Feb. 8th
In my last post I
mentioned my increased sensitivity to noise in the last few weeks. I’ve also
noticed this effect with visual “noise.” Too much “stuff” to be looked at can
also be over-stimulating, exhausting. Last night we went with friends to see a
showing at the local cinema of the compilation of Cannes prize-winning ads.
These used to be funny and short. Now, in the Internet age, the ads are
tediously long and pretentious. The first one was a Lady Gaga S&M-themed
perfumed ad. There was too much to watch, and what there was was just so
irritating that I nearly walked out of the theatre.
Then, tonight, after
going to see “The Hunger Games: Catching Fire”—a film I enjoyed and which was
engrossing enough to be distracting—I had another episode of sensitivity to
visual “clutter.” The friend I was with and I were driving away from the mall
which housed the movie theatre and it occurred to me that my friend (who was
driving) might turn up the street where K.B. lived in an apartment building for
two years, up until she got married last May. I haven’t passed that building or
the house she previously lived in since her death.
Panic joined us in
the car and agitation seized me. Could I plead with my friend not to turn up
that street? But she was engrossed in telling me about troubles of her own.
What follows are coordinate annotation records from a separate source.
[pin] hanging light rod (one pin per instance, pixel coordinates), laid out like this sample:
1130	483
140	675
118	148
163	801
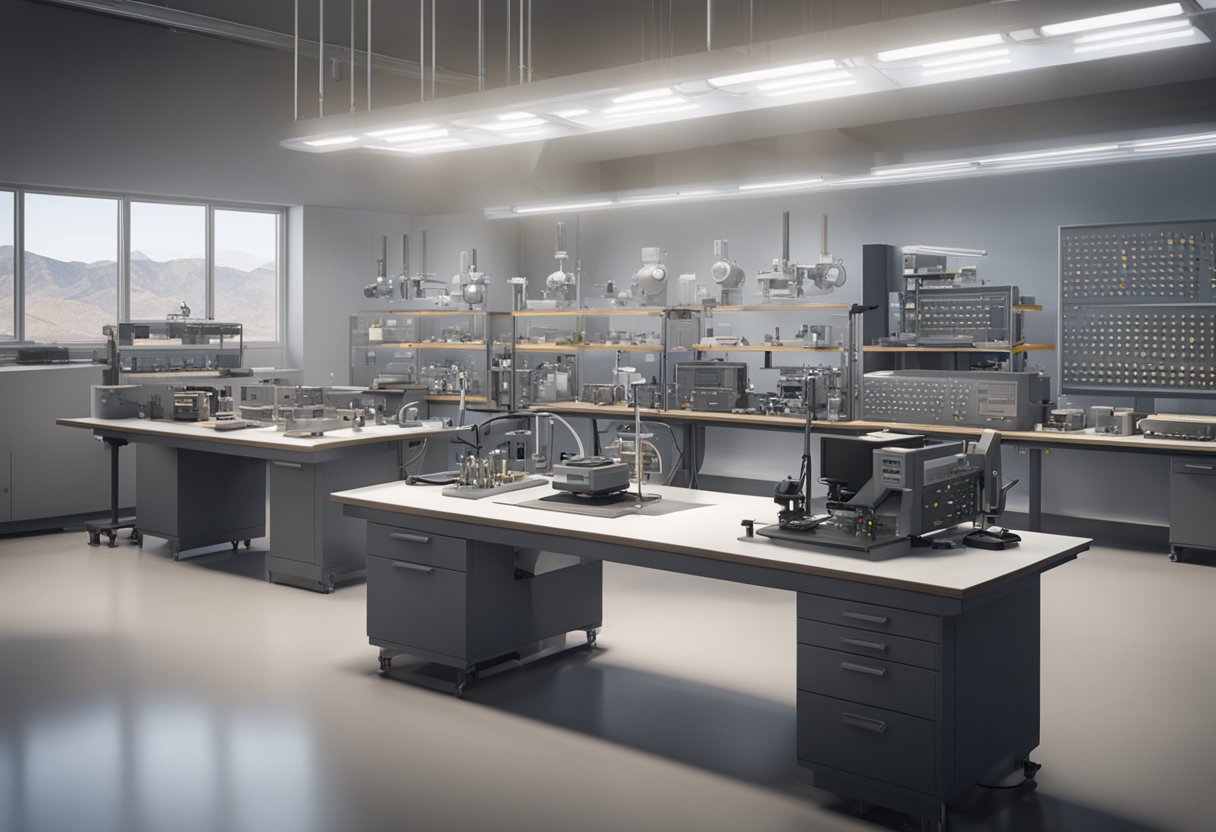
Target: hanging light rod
793	71
1048	158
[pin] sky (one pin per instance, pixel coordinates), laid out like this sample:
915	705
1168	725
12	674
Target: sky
85	229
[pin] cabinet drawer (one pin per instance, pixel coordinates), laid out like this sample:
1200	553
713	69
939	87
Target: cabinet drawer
401	544
1195	465
871	742
870	617
874	645
873	681
416	606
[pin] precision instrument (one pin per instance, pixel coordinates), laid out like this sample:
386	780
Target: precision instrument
912	494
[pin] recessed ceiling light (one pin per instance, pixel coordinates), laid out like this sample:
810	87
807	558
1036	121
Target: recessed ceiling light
1118	18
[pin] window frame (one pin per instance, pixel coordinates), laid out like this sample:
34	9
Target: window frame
124	251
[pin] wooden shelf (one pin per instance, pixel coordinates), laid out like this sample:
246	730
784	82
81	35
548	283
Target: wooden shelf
786	307
455	397
1019	348
584	313
587	348
765	348
424	344
423	313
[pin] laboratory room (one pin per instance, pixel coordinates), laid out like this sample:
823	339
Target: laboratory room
547	415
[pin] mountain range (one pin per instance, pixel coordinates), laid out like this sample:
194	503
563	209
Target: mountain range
72	301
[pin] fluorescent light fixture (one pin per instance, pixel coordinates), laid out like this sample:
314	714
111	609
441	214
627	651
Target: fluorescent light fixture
647	113
1118	18
563	206
643	105
929	167
964	67
940	46
812	88
1136	41
1130	31
1090	150
417	136
783	184
331	141
394	131
838	74
772	72
1175	140
966	57
660	93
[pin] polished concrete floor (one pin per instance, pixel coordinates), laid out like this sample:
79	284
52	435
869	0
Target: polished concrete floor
142	693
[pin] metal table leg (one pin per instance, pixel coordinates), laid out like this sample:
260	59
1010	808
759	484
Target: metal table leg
1036	489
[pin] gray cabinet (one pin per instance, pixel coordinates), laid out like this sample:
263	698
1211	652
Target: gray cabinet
196	499
1192	499
465	602
908	709
311	543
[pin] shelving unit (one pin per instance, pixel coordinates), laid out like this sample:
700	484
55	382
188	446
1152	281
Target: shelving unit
423	350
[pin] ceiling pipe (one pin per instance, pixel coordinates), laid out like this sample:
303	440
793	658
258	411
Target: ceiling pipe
240	33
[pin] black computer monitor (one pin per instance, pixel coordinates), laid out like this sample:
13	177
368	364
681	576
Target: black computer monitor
848	462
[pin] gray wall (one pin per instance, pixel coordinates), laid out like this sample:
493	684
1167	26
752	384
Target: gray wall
1015	218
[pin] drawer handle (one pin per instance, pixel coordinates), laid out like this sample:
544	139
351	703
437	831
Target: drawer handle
409	538
863	617
411	567
863	668
876	725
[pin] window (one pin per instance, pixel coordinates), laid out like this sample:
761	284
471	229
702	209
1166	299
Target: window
246	266
69	262
168	265
7	260
72	263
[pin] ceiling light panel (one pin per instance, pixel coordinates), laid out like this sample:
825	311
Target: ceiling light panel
600	101
1053	158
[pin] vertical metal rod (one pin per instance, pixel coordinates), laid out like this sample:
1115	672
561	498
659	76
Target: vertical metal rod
296	66
352	55
480	44
784	237
369	55
320	61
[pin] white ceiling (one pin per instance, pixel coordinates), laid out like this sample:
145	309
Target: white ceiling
1166	91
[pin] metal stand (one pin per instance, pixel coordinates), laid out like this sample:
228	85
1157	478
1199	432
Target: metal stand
111	528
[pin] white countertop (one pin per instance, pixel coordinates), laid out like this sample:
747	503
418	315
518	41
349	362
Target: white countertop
259	437
711	530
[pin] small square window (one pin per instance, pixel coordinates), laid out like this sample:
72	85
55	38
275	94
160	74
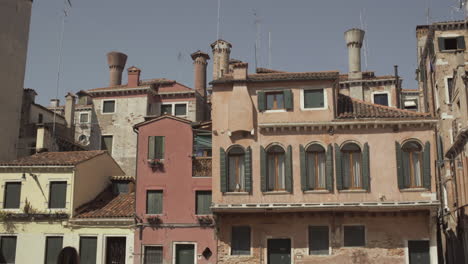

Fortunately, she didn’t turn up that street, but instead headed north on the
main drag. But, as if in reaction to a near-confrontation with a place so
associated with K.B., I felt oppressed with everything I saw out the window, a
seemingly endless string of businesses with their colourful signs and lights
and electronic billboards. I wanted to crawl out of the car and get away.
When this impulse hit me, my companion was
telling me about her own state of anxiety. I forced myself to focus on what she
was saying, to offer words of empathy. She is a dear friend, too, and she
deserved my attention. When she dropped me off at home, she brought up the fact that
she is still praying for me and for K.B.’s family. Just even to talk about K.B.
for a little while with someone else who knew her and appreciated her eased the
sense of panic and provided a bit of comfort after that unsettling episode.
It is interesting how sharing my feelings and memories about K.B. does help. I guess this is why/how support groups are formed.
ReplyDeleteIt's so helpful to me, too. I appreciate it immensely when I have the opportunity to talk about her with others and hear others' stories of her. I particularly enjoy hearing stories that are new to me; it feels like I am continuing to get to know her better.